SP222 NQRKNBBR has [an average success rate for White (%W)] of only 43.3%, while its twin, SP644 RBBNKRQN, has %W of 59.8%.
Is this a statistical fluke or is there an underlying reason? I noted,
Four of the five twins with the largest difference in %W have one SP in the pair where castling is possible on the first move. This indicates that the ability to castle quickly is an important defensive strategy in a difficult position.
After posting those observations, I noticed that the four pairs of twins didn't support my conclusion. Where castling was possible on the first move, White had a significantly better score in two of the pairs, while Black was better in the other two. I decided to take a closer look at the twins from my example, SP222 and SP644.

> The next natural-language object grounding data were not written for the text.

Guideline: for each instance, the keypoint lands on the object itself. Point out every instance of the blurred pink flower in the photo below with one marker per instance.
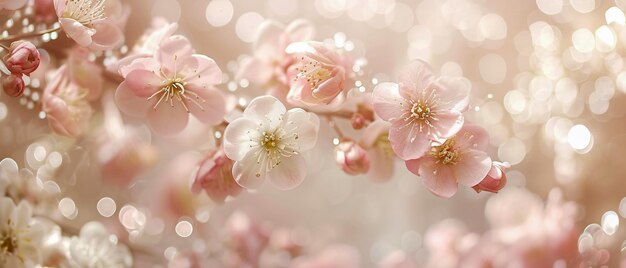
(12, 4)
(460, 159)
(321, 76)
(67, 109)
(495, 179)
(268, 142)
(421, 108)
(22, 58)
(215, 177)
(375, 140)
(333, 256)
(86, 22)
(352, 158)
(172, 85)
(13, 85)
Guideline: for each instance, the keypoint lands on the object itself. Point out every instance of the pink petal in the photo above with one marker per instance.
(200, 71)
(78, 32)
(472, 168)
(289, 174)
(472, 137)
(167, 120)
(143, 83)
(448, 123)
(213, 110)
(388, 102)
(417, 75)
(237, 142)
(454, 93)
(107, 36)
(255, 70)
(407, 142)
(439, 179)
(129, 102)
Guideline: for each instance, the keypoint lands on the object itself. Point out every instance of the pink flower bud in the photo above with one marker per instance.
(215, 177)
(495, 179)
(23, 58)
(13, 85)
(352, 158)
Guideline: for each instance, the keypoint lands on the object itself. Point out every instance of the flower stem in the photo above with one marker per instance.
(16, 37)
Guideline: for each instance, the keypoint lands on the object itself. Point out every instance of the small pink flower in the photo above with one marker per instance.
(215, 177)
(86, 22)
(268, 142)
(23, 58)
(421, 108)
(12, 4)
(321, 76)
(13, 85)
(172, 85)
(495, 180)
(460, 159)
(352, 158)
(67, 109)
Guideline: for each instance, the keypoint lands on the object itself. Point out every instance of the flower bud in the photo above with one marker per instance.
(352, 158)
(495, 179)
(13, 85)
(23, 58)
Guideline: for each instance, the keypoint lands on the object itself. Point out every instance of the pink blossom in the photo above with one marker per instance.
(215, 177)
(269, 64)
(87, 23)
(421, 108)
(12, 4)
(333, 256)
(171, 86)
(375, 140)
(268, 142)
(352, 158)
(460, 159)
(495, 179)
(321, 76)
(67, 109)
(23, 58)
(13, 85)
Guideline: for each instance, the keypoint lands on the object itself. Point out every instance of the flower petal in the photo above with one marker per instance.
(439, 179)
(289, 173)
(387, 101)
(472, 168)
(237, 141)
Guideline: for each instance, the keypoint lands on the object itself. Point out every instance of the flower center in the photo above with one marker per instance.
(446, 153)
(84, 11)
(174, 89)
(313, 71)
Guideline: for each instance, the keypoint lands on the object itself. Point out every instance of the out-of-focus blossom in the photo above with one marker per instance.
(375, 140)
(66, 106)
(352, 158)
(460, 159)
(421, 108)
(87, 23)
(268, 66)
(21, 235)
(215, 177)
(13, 85)
(12, 4)
(495, 179)
(22, 58)
(44, 11)
(94, 248)
(173, 85)
(320, 77)
(333, 256)
(268, 142)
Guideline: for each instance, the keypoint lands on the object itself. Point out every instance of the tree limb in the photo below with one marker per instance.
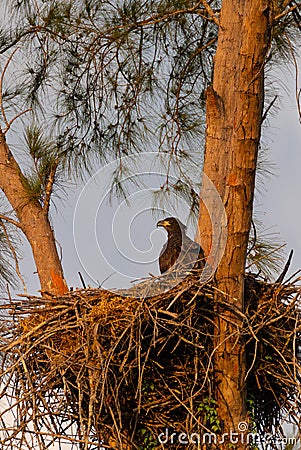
(14, 253)
(49, 186)
(9, 220)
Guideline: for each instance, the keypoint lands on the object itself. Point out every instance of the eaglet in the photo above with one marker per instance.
(179, 253)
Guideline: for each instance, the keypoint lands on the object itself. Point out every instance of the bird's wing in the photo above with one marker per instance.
(169, 255)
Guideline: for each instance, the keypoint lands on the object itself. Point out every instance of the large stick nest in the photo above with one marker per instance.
(99, 369)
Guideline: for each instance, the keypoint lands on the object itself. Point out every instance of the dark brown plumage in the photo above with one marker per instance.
(179, 253)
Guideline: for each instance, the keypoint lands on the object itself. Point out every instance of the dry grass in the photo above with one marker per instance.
(97, 369)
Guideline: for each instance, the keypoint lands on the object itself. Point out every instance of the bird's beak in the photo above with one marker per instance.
(163, 223)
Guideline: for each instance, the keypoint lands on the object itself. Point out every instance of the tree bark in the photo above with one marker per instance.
(33, 221)
(234, 113)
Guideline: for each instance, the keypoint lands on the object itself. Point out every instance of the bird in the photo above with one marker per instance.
(179, 253)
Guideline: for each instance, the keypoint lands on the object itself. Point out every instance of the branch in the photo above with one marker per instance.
(286, 267)
(15, 118)
(284, 13)
(12, 249)
(1, 86)
(297, 89)
(12, 221)
(268, 109)
(49, 187)
(210, 12)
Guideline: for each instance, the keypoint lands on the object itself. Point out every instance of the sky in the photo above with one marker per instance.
(111, 245)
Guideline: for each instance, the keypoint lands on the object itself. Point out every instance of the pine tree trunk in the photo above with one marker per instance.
(33, 221)
(234, 114)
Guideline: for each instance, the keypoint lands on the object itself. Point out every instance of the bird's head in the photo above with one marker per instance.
(172, 225)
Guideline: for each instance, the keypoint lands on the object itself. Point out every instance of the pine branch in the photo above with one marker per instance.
(9, 220)
(49, 186)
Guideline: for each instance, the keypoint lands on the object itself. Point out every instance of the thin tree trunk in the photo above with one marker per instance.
(33, 221)
(234, 112)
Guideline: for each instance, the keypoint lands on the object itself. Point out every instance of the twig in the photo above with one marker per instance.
(12, 221)
(49, 186)
(210, 12)
(1, 86)
(284, 13)
(286, 267)
(14, 253)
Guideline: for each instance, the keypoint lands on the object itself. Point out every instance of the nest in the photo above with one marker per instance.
(99, 369)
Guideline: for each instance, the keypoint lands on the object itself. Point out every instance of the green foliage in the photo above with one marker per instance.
(45, 157)
(266, 251)
(126, 76)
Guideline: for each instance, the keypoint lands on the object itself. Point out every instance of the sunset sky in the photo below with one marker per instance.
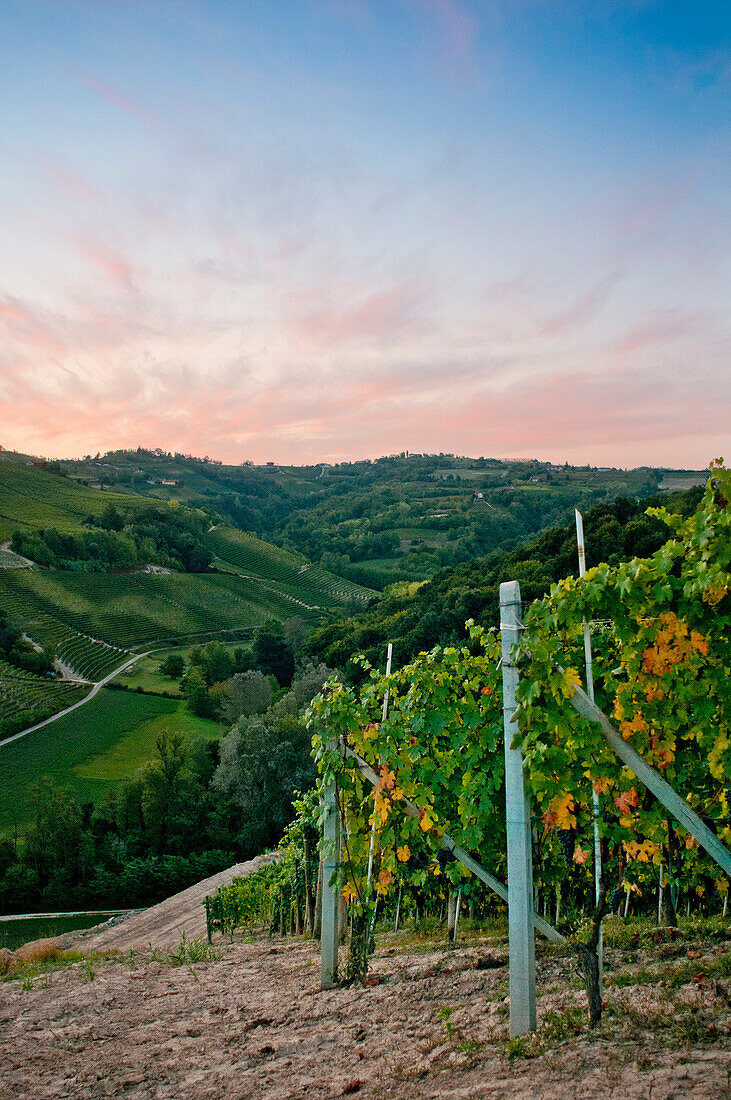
(300, 230)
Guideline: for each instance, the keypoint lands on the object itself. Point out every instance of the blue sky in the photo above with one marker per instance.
(332, 229)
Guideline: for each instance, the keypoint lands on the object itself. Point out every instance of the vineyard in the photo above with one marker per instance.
(307, 584)
(88, 616)
(32, 497)
(26, 699)
(413, 763)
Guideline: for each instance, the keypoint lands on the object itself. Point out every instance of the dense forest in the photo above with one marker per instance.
(417, 616)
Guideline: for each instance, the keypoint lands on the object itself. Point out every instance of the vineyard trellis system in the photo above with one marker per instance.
(669, 694)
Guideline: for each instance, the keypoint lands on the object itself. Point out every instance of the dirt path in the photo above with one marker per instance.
(59, 714)
(254, 1024)
(163, 925)
(26, 563)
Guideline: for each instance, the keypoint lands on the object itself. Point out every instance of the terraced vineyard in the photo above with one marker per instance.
(23, 693)
(292, 574)
(32, 497)
(92, 619)
(43, 620)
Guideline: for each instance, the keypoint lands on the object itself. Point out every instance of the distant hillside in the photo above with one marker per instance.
(401, 517)
(417, 617)
(90, 596)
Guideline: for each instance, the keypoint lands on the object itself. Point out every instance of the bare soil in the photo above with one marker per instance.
(431, 1023)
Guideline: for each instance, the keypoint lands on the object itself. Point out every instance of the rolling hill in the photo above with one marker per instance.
(92, 620)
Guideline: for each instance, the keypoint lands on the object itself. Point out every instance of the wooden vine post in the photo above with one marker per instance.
(518, 822)
(329, 938)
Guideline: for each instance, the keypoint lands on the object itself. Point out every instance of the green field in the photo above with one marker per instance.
(32, 497)
(92, 748)
(305, 585)
(15, 933)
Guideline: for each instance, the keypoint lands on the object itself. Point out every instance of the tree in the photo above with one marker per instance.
(273, 656)
(246, 693)
(196, 691)
(173, 666)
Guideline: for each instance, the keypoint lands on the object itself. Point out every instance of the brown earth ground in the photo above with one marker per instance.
(431, 1023)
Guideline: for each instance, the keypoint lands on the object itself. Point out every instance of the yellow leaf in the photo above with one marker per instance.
(571, 680)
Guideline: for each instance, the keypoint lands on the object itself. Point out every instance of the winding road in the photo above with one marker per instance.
(59, 714)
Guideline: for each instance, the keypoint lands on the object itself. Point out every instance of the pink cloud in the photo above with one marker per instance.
(112, 96)
(661, 327)
(383, 315)
(72, 185)
(104, 260)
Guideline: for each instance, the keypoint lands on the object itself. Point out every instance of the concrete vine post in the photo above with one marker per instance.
(518, 823)
(329, 941)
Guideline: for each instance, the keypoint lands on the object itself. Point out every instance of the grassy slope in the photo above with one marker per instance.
(92, 748)
(32, 497)
(75, 613)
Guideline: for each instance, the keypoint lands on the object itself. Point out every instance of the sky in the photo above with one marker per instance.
(320, 230)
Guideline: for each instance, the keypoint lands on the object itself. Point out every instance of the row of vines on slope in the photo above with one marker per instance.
(662, 669)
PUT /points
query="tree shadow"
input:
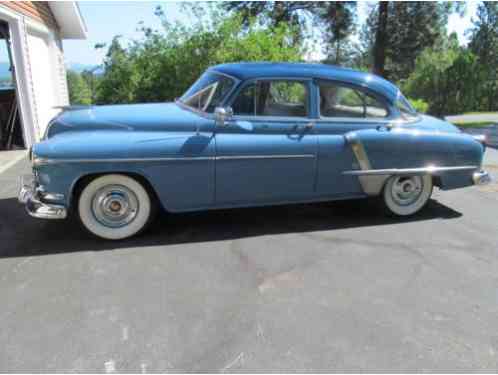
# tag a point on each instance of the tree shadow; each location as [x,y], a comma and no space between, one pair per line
[21,235]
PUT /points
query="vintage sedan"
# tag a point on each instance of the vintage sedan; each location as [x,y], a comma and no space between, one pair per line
[247,134]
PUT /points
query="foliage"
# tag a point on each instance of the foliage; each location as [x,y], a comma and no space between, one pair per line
[484,44]
[411,49]
[446,79]
[419,105]
[335,19]
[479,124]
[162,65]
[79,93]
[411,27]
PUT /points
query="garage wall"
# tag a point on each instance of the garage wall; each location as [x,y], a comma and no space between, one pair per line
[43,79]
[39,62]
[36,10]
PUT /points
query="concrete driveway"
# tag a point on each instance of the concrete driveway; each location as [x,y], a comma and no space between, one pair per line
[327,287]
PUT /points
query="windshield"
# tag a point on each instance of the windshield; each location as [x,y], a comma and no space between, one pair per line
[208,92]
[405,108]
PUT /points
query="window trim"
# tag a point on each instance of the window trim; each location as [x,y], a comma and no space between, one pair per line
[380,98]
[236,84]
[307,83]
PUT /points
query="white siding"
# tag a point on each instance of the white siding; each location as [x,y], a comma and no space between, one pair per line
[44,78]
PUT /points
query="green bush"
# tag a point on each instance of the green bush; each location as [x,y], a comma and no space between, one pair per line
[419,105]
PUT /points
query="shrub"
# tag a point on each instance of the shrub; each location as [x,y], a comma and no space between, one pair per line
[419,105]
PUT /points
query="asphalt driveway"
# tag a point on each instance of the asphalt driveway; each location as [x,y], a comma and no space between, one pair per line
[309,287]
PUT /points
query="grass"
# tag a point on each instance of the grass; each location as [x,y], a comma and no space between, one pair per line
[475,124]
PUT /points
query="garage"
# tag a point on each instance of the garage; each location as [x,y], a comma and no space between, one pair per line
[33,85]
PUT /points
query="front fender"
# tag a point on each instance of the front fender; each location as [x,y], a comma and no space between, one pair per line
[169,161]
[451,157]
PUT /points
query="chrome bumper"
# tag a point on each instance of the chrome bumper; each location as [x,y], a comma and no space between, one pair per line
[481,178]
[29,196]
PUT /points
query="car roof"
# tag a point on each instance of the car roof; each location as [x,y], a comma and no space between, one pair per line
[250,70]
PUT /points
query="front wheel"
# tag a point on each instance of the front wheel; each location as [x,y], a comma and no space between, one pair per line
[406,195]
[114,207]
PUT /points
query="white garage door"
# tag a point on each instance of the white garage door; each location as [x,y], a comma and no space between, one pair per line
[43,79]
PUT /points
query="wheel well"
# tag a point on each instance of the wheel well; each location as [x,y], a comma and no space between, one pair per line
[86,179]
[436,181]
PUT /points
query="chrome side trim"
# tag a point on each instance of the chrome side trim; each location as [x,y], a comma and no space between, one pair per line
[238,157]
[395,171]
[195,158]
[359,151]
[123,160]
[481,178]
[28,195]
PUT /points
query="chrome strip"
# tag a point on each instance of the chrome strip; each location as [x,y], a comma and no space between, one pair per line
[124,160]
[195,158]
[359,151]
[238,157]
[395,171]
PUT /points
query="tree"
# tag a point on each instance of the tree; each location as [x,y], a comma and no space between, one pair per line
[395,33]
[336,21]
[379,49]
[79,92]
[484,44]
[163,64]
[447,77]
[120,78]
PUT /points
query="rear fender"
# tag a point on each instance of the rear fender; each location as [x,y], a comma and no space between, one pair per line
[451,158]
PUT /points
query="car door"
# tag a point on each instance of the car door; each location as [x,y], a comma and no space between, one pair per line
[343,108]
[267,152]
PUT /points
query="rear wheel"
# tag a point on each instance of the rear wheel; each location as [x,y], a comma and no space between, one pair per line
[406,195]
[114,207]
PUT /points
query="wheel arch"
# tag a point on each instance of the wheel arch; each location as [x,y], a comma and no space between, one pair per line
[83,180]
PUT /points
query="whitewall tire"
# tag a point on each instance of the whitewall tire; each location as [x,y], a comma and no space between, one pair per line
[406,195]
[114,207]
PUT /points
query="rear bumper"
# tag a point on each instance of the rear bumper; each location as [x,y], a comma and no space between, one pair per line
[30,197]
[481,178]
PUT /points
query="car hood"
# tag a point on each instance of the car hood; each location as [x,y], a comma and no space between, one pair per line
[131,117]
[432,124]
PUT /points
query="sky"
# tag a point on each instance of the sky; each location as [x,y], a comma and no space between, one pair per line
[105,19]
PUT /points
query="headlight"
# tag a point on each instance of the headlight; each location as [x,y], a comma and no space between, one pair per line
[480,138]
[38,161]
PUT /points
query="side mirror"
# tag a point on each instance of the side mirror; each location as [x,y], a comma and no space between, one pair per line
[222,115]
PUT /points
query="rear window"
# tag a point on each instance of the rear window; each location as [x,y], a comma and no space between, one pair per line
[405,108]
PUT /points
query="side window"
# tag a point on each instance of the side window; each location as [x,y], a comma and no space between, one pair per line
[342,101]
[273,98]
[245,104]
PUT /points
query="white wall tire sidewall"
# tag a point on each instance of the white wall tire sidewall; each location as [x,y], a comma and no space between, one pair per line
[87,216]
[410,209]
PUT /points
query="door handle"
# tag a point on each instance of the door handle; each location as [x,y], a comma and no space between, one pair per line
[307,126]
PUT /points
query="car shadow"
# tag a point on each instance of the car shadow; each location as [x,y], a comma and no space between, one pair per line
[21,235]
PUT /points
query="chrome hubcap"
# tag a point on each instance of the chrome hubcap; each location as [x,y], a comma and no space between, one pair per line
[406,189]
[115,206]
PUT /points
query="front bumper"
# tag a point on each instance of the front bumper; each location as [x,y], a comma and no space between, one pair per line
[29,195]
[481,178]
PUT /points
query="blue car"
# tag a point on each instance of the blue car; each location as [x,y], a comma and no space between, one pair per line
[247,134]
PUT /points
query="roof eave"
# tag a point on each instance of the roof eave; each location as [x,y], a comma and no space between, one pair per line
[69,19]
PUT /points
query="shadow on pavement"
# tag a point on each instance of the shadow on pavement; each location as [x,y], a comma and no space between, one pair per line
[21,235]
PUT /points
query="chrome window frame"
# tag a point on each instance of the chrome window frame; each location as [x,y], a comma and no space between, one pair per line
[307,83]
[367,120]
[222,102]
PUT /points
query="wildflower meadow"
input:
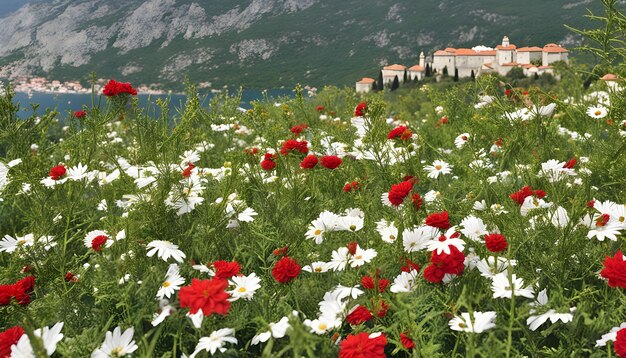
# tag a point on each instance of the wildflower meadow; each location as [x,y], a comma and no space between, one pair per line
[477,219]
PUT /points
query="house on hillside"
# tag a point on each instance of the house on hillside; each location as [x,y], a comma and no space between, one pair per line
[365,85]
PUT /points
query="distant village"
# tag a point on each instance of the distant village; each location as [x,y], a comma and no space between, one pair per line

The following table shows some basic information for the two SPs. The column on the right shows the most frequent first moves for each SP along with each move's score for White. For example, in SP222 the move 1.Nb3 was played 35 times and scored 42.8% for White; in SP644 the equivalent move 1.Ng3 was played 36 times and scored 48.6% for White. The two Knight moves appear to affect their respective SPs in the same way.
I doubt that the difference between SP222's 1.Nb3 score of 42.8% and SP644's 1.Ng3 score of 48.6% is statistically significant. A more promising investigation would be SP222's 1.c4 score of 35.7% and SP644's 1.f4 score of 61.2%. Both first moves involve pushing the Pawn in front of a Rook. It so happens that the chosen Pawn is relevant to the position of the castled King on that side.
In SP222, the move 1.c4 weakens an eventual O-O-O; in SP644, the move 1.f4 makes space for the Rook after an eventual O-O. Is that the reason for the difference in scores for White? More investigation is required to answer that question.